Herman Cain said that his wife was unaware that he was friends with — or provided money regularly to — Ginger White, the Atlanta businesswoman who said she and Cain had a 13-year extramarital affair.
Speaking to the editorial board of the New Hampshire Union Leader, Cain also said it was "an option" to leave the presidential race. Cain told supporters Wednesday that he was "reassessing" his campaign.
"My wife did not know about it, and that was the revelation. My wife found out about it when [White] went public with it," Cain said. "My wife now knows. My wife and I have talked about it and I have explained it to her. My wife understands that I'm a soft-hearted giving person."
He said that the dozens of text messages they exchanged were about financial matters, and that he absolutely did not have a sexual relationship with White.
"She wasn't the only friend who I had helped in these tough economic times, and so her messages to me were relating to ‘need money for rent' or whatever the case may be. I don't remember all the specifics," Cain said.
Cain said that he could not reveal the amount of money he gave White on the advice of his legal counsel, but that the 17 documented text messages that he sent in recent months were inquiring about White's job prospects or financial state.
"Quite frankly, I was the only person who was a friend at the time — and I underscore ‘friend' — that was in a position to help her," Cain said. "I'm a soft-hearted person when it comes to that stuff. I have helped members of my church. I have helped members of my family."
The former Godfather's Pizza CEO said that he had befriended White at a conference in Louisville, Ky., and said that although he did not know why White would claim an affair, he has a "very strong speculation" that she had been offered money to do so.
He said that White had not contacted him trying to blackmail him for money, and that his wife was "comfortable" with his explanation.
Still, Cain says he intends to meet with his family this weekend to gauge how the revelations were affecting them, and could still decide to drop out of the presidential race for their sake. Cain said Wednesday that he would make a final decision about leaving the race within a week.

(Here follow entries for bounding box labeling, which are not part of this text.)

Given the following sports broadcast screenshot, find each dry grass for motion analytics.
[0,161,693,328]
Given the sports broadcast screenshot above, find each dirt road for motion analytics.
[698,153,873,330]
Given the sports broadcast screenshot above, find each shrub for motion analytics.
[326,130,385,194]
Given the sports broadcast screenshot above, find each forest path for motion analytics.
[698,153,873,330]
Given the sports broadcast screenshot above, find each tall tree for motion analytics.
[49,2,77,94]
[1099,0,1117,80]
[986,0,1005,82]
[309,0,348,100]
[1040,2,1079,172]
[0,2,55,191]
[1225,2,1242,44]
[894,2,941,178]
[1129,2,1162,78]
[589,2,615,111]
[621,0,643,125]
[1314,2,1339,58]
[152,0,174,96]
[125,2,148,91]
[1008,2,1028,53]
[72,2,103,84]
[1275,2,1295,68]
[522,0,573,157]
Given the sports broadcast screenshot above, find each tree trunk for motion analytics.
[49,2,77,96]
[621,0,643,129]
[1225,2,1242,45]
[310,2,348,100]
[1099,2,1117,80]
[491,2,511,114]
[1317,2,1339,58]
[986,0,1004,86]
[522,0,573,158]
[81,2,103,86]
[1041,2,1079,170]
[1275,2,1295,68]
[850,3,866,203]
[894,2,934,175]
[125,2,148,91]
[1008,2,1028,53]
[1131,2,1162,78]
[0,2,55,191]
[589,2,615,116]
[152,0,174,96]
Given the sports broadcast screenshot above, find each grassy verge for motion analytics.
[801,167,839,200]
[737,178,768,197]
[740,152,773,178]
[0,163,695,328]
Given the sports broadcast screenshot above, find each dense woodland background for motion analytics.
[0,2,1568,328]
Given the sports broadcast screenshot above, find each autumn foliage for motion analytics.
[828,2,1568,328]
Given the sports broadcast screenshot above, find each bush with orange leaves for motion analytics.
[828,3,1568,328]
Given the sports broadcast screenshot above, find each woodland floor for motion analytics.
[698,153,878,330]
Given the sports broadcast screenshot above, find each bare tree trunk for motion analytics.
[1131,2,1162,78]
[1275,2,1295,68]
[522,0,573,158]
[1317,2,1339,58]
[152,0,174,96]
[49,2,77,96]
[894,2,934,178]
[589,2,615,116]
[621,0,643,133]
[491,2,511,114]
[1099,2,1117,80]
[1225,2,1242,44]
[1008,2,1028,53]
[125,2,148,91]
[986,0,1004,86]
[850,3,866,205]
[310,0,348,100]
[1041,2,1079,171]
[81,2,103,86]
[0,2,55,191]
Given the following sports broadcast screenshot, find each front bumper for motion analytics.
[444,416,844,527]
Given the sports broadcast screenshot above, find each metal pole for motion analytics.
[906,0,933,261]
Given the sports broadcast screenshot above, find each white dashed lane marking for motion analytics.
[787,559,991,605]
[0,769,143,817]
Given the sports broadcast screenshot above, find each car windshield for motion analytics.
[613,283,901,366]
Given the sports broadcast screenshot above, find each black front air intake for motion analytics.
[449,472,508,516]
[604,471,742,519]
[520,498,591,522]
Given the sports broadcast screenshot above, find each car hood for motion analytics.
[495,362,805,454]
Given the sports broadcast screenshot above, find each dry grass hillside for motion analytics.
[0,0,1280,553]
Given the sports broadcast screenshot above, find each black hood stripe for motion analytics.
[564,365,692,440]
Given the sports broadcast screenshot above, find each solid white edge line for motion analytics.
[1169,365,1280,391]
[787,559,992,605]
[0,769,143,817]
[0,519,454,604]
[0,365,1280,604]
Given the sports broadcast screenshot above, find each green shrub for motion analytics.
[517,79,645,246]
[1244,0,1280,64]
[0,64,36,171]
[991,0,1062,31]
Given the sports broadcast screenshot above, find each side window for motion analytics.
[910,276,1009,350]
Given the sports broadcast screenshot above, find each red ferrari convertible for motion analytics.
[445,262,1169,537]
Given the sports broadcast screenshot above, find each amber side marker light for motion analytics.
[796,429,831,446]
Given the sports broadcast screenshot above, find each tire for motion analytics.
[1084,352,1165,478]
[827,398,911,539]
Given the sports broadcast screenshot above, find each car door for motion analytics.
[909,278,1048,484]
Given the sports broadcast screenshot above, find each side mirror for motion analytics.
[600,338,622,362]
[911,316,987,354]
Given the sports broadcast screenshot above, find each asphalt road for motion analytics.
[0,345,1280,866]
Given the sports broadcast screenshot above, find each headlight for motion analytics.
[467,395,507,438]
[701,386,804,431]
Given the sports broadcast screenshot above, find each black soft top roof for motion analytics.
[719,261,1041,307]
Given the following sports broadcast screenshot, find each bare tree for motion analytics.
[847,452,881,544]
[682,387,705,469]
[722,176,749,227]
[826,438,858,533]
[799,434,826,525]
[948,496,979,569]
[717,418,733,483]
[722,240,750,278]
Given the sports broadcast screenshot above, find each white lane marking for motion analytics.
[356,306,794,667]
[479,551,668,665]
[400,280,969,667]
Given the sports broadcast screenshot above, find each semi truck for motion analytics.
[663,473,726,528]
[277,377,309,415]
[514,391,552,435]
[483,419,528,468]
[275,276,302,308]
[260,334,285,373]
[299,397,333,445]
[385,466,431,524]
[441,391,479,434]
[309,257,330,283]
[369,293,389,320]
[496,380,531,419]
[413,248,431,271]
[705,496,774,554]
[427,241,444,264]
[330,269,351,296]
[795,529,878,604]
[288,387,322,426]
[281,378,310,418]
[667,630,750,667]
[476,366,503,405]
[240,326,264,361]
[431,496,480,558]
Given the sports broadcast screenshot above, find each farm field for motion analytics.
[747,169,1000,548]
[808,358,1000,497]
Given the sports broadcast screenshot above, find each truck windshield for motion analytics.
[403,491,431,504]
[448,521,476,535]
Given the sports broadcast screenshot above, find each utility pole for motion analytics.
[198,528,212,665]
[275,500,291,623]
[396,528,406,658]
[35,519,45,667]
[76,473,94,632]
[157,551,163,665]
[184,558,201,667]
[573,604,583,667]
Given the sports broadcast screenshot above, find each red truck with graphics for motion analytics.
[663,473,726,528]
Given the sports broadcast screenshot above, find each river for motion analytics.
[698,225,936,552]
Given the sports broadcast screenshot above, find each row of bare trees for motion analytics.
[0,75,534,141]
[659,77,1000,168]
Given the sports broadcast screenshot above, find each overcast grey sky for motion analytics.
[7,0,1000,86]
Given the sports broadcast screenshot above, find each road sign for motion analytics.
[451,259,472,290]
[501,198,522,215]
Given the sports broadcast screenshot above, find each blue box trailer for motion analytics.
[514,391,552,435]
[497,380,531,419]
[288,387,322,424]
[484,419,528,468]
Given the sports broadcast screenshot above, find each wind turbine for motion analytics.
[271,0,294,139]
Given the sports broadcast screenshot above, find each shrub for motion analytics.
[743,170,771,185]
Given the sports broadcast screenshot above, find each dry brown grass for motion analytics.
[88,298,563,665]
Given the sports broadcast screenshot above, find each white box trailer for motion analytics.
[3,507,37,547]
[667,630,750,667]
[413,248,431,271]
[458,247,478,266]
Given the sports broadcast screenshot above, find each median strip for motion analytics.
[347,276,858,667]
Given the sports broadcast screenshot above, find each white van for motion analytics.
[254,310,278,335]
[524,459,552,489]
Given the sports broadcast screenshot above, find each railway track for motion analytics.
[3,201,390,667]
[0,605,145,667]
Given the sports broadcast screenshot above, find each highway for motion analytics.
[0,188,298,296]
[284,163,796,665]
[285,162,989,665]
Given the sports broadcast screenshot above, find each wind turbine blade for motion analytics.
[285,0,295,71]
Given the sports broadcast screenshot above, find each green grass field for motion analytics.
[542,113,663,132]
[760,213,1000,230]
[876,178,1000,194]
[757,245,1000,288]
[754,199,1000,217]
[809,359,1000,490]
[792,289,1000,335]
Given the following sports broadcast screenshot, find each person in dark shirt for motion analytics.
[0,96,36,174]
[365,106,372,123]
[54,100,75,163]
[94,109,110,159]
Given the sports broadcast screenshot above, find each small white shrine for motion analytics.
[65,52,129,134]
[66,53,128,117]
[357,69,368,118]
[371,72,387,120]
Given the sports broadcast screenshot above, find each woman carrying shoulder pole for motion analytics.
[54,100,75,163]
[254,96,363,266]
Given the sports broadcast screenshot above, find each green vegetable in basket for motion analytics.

“So, yes, getting out is an option," he said. Comments about reassessing the campaign were "just meant we're not going put the brakes on."
Cain said that his campaign continued to maintain strength.
“We weren’t slowing down. We’re keeping all commitments and we’re reassessing several things," Cain said.
During an interview on Fox News Wednesday, Cain said that while donations had slowed, many of his largest donors remained committed to the campaign.
"Donors and supporters, I mean the emails have been just overwhelming in terms of encouragement to stay, but I’ve got to think of my family first and that is why I am taking my time to do this reassessment and this reevaluation,” Cain told Fox.
Meanwhile, Cain continues to slip in national polls. A Rasmussen poll released this week showed Cain garnering 8 percent of the Republican vote, the first poll in months where the former businessman slipped to single-digit support. In that poll, Cain trailed front-runner Newt Gingrich by 30 percentage points.